Commuting between Washington and Moscow, Julian designs icebreakers to extract oil from the Russian Arctic. His simultaneous attempts to extract his mother’s declassified file from “the still-warm bowels of the Soviet Union” are among the plot’s many metaphorical parallels. At the heart of this weighty and engaging novel are true stories: hundreds of Americans living in the USSR in the 1930s were abandoned by the US government and got trapped in Stalin’s terror.

Krasikov herself was born in Ukraine, grew up in Soviet Georgia, moved to New York in the 1980s and lives there today. Some of the characters’ experiences are based on things that happened to her family. Like Krasikov’s father, Julian is refused a PhD after years of research because the quota for Jews is full.

The Patriots contains elements of family saga, corporate thriller, historical novel and philosophical bildungsroman. Krasikov writes with a poetic ear for sound and cadence; Florence is variously compared to Odysseus, Cinderella and Dr Faustus, and there is a compelling momentum to her initially idealistic journey. In response to casual anti-semitism from their fellow passengers, her new shipboard friend, Essie, exclaims through humiliated tears: “And that’s what counts for loyal patriots these days, Florence! First-class American flag-waving bigots. That’s who’s in charge, and that’s why I’m through with the fine US of A.”

Krasikov puts the morality of patriotism squarely under the spotlight. Julian reads Eric Hoffer’s 1951 analysis of intolerant, fanatical mass movements, The True Believer, and recognises in it a portrait of his mother’s blind conviction. Hoffer’s book is one of many classics recently resurrected to throw light on to the darkness of Trump’s presidency. It examines the true believer’s ability to build a “fact-proof screen”. As Hoffer writes: “He cannot be frightened by danger nor disheartened by obstacle nor baffled by contradictions because he denies their existence.”

Similar themes recur throughout Krasikov’s work. “They justified their deceit by convincing themselves that the truth — if you took a close enough look at it — was no different from the lie,” observes Lera in The Repatriates, a short story from her 2008 collection One More Year. The narrative scope of Krasikov’s first book, brilliantly sketching the deracinated lives and loves of post-Soviet migrants, showed her potential as a novelist. The 560 pages of The Patriots give her characters more time to trace the interplay between past and present.

The book’s chronology is deliberately erratic at first: skipping from 1956 to 1934, 2008 to 1932, like a hypnotic temporal yo-yo. Gradually the well-crafted plotlines converge with confidence. Julian’s corporate entanglements in near-contemporary Moscow and his mother’s horrifying story, starting seven decades earlier, significantly echo each other.

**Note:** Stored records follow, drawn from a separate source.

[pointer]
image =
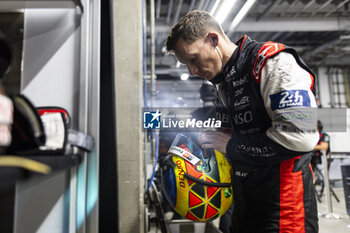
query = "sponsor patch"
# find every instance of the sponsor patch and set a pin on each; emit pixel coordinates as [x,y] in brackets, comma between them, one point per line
[289,99]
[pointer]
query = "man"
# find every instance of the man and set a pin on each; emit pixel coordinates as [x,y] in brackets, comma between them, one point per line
[267,90]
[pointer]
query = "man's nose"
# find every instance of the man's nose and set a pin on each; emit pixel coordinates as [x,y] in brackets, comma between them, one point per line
[192,69]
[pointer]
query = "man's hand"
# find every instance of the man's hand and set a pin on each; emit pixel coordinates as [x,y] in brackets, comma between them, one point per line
[216,140]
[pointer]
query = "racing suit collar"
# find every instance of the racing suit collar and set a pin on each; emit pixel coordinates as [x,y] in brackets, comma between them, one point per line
[220,77]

The novel’s deft navigation of history’s reverberations and divergences provides new maps of the past. Roosevelt’s obligingly bovine ambassador to the USSR, Joseph Davies, seems to have sat through show trials “with the same illiterate appreciation” as Bolshoi operas.

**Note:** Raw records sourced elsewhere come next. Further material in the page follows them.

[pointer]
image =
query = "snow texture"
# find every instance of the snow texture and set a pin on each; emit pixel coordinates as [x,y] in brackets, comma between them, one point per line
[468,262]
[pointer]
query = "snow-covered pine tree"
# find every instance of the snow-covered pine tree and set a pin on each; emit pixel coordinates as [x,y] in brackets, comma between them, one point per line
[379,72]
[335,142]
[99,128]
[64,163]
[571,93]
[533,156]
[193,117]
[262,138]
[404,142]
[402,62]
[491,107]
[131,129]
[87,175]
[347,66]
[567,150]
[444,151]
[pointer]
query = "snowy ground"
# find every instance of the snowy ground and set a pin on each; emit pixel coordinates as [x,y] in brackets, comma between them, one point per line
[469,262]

Krasikov’s portraits of Moscow, past and present, are evocative and convincing. The city’s drifting poplar seeds and stray dogs, trams and tower blocks link the two narratives.

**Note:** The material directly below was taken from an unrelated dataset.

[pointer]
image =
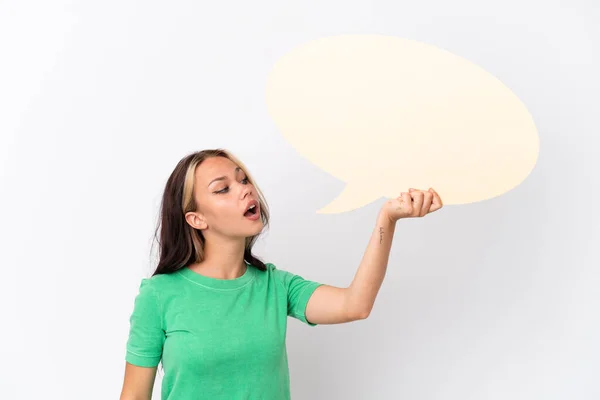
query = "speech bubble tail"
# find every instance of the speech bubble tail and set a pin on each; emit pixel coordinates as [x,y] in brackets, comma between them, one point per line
[352,197]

Two adjacent chapters, separated by 74 years, are set in the Metropol Hotel, with its high stained-glass ceiling. Visiting his rebellious son Lenny, who is trying to make his way in Moscow, Julian walks between gleaming mansions with security cameras and faded log cabins, between “paranoid New Russia” and the “decomposing Soviet Union”.

But there are also metaphysical connections: both strands examine the corrosive pressures on morality. Julian’s story is sometimes reminiscent of A.D. Miller’s Booker-shortlisted Snowdrops, another tale of corruption and complicity set in modern-day Moscow, with its steamy, birch-whipped banyas, drunken barbecues at the dacha and greedy, compromised expats. There is a similarly authentic sense of danger, but Krasikov tempers the grimness with redemptive compassion. The most moving strands of her novel explore the agonisingly difficult relationships between parents and children and the fact that, as one character comments, “there’s not enough kindness in our world”. However bleak the outlook, political morality is ultimately about human beings and the way we treat each other.